Because doing things for "them" is fucking stupid, be it for your job or otherwise. We all know nobody is perfect, and care-shaming someone into fitting whatever your perceived "perfect" ideal is on the outside is yet another way for people to hide and/or avoid dealing with the human being underneath. Mind, body, and soul levels of happiness? Those are the hardest ones to achieve, and cannot be fixed by visual Duct tape alone.
But ultimately, those levels of happiness are the ones that are worth a damn. The sort of happiness that makes people give none of the fucks?
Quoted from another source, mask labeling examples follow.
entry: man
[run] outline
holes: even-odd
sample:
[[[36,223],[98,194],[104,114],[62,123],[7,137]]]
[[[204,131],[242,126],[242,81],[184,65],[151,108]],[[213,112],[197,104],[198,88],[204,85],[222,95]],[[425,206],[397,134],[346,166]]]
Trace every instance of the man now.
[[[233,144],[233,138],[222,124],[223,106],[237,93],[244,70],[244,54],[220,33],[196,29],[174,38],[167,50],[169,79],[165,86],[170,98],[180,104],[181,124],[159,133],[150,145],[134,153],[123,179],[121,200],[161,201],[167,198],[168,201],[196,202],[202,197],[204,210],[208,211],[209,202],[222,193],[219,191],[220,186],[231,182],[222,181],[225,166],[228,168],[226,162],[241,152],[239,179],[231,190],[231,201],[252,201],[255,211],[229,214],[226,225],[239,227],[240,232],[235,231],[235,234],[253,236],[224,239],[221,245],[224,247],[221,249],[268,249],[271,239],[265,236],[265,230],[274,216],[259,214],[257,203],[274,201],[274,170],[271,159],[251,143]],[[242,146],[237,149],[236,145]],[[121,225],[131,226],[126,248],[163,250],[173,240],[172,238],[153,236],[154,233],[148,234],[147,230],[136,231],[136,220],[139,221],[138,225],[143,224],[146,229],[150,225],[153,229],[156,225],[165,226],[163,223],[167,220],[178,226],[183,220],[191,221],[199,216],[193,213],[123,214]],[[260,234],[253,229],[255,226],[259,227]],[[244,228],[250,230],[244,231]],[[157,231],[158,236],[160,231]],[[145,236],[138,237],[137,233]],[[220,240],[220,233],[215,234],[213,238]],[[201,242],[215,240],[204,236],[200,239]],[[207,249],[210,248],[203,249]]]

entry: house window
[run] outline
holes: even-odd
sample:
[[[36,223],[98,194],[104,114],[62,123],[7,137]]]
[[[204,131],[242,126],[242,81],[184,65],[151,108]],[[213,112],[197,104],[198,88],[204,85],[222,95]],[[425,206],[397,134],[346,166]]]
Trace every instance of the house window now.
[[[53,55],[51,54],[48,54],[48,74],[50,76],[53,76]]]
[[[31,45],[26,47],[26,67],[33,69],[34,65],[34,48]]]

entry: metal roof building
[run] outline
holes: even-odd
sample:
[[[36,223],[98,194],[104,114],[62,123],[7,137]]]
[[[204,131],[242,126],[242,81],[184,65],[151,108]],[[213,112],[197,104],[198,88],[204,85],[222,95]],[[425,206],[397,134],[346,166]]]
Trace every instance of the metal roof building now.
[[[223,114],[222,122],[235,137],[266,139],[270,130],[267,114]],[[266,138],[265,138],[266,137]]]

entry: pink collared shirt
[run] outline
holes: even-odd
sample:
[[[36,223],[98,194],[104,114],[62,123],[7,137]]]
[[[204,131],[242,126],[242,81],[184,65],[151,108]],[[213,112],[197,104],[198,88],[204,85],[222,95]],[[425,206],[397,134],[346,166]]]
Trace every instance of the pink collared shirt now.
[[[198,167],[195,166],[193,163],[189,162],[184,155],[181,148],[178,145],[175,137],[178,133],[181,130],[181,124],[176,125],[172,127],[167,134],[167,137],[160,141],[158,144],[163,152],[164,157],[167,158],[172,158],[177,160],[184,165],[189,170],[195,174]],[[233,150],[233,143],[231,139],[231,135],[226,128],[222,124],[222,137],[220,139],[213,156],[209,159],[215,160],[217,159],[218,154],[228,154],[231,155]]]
That comes from ascribing to an idea most-brilliantly stated by a one RuPaul Charles: "what other people think of me is none of my damn business!" That's not anything that can be truly absorbed from a book, but rather something that must be internally experienced, learned/understood, and then forevermore built upon.
What other people think and feel about you only brings the easy, quick-fix hyper-shot of happiness. An addictive feeling, to be sure (why do you think so many actors are in the business they're in?), but when it's found in the wrong place (i.e. through other people and not yourself), you are just replacing one void-filling addiction (food, inactivity, self-destructive behavior, etc.) with another. But this one allows other people to say "but look at them! They look fine, physically, so they must be fine!", lulling people into a false sense of contentment.
Which is why the idea of praising celebrity weight loss like Tory Johnson's is such a double-edged sword. When someone is on that feel-über-shitty-about-yourself tip, it's hard to tell the difference between pressure and inspiration. And in that headspace, let's be frank: you'll turn to pretty much anything to get out of it. Someone looking for guidance may look to their favorite celebrity whose lost weight and try and do what worked for them. It might even work, to an extent!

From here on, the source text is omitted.